Por conta disto, no meu caso, entendo que compor um texto seja um árduo exercício de paciência e desprendimento, pois há uma chance considerável de pouquíssimas pessoas entenderem em essência o que o autor do texto propõe. Escrever é lançar sorte, é se expor, é se permitir ser usado, é se fazer vulnerável, é abrir mão do controle, em suma, é assumir o terrível risco de jamais ser compreendido. E é justamente aí que reside a beleza de tal prática. Pois uma vez consciente das implicações, decidir fazê-lo também pode ser encarado como um ato gracioso. É um furtar-se de si memso em prol do mais cuidadoso ou vil intérprete. É deixar-se levar na vida de alguém, a favor de alguém.

Para quem lê, sempre algo se ganha.

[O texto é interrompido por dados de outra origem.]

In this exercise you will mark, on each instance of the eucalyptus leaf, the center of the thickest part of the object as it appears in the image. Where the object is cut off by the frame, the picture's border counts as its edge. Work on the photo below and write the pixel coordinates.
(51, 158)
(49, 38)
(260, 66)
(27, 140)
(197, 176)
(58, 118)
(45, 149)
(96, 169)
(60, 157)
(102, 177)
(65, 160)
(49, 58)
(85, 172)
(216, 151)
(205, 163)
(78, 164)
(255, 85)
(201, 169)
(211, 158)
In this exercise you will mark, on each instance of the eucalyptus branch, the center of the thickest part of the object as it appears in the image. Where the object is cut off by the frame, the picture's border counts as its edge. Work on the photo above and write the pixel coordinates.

Para quem escreve, dramaticamente algo se perde.

Levando em conta as duas posições —de quem escreve e de quem lê— ao falar a respeito do conto “A terceira Margem do Rio” me vejo obrigado a transitar entre as duas, ou seja, permitir que as águas que compõem o rio da vida representem a fluidez necessária ao momento. Talvez, por força das contingências, diante dos vários atores propostos por Guimarães Rosa, nutro grande estima pelo que não fala: o rio. Gosto dele porque está sempre lá, profundo, largo, misterioso, mas em constante mudança, pois as águas nunca são as mesmas. E mesmo que submisso ao deslizar do Pai, é impossível que se furte a agir sobre Ele, pois o Pai, silente e aparentemente louco, já se tornara parte dele.

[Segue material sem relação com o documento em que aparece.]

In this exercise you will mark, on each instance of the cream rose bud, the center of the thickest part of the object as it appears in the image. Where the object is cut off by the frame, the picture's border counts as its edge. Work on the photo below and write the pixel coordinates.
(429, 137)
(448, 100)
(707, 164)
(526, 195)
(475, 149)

Sim, existe o rio. Sim, ele possui margens. Entretanto, as margens visíveis não limitam o rio, mas o integram, são partes indissolúveis dele, ou seja, não existe rio sem margens. Como bem observado pelo professor Afonso Cardoso no texto anterior, “não são as margens que limitam o rio. É o rio que determina as margens”. Todavia, mesmo diante da patente constatação, resta entender que entre o Pai e as águas reside uma ininterrupta dinâmica de transformação. Quando, de maneira pendular, o Pai se aproxima ou se afasta das margens, ao observador externo revela posição definida, mas importa saber que deslocada das aparentes polaridades, existe uma terceira margem, resultante da relação do Pai com o rio.

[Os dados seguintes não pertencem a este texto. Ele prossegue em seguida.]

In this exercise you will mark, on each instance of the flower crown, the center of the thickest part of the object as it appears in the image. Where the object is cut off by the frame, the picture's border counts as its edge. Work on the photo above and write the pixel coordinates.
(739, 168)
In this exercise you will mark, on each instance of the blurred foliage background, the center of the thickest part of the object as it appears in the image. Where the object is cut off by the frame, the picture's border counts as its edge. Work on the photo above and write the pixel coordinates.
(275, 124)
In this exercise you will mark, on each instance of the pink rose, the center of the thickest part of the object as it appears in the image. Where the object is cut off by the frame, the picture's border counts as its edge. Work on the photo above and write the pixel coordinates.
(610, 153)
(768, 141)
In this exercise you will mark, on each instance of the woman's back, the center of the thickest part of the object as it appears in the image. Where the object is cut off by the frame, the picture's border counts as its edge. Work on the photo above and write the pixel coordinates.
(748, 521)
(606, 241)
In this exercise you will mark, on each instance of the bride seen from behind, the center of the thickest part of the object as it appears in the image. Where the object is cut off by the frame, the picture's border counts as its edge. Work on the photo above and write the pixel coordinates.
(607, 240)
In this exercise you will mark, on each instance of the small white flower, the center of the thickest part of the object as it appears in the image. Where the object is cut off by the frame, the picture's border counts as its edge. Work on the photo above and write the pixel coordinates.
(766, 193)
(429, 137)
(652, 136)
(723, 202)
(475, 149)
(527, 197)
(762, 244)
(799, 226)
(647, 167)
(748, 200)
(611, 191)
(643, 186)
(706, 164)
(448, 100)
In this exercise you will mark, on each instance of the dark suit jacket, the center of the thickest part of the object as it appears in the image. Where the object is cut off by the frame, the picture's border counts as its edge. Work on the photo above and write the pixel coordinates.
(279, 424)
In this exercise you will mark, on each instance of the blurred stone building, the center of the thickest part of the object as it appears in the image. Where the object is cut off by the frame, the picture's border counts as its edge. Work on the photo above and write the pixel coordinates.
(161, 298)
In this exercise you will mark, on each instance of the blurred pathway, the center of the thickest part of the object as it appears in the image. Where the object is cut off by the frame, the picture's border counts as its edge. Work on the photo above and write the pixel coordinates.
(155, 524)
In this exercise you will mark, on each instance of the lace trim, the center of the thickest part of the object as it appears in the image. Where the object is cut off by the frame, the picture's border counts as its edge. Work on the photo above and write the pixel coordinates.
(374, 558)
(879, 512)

Entre as inevitáveis margens do ler (receber) e escrever (doar), existem milhares de pontos de intercessão móveis, caóticos, descolados do pragmatismo racional de quem só enxerga duas margens e fruto de uma relação que aqui ouso chamar de “terceira margem do rio”. Aqui, a terceira margem pode até ser entendida como um objeto observável, mas só pode ser discernida na intimidade do Pai com o rio.

Sobre a minha vida? Há muito o que refletir, talvez nem tanto a dizer.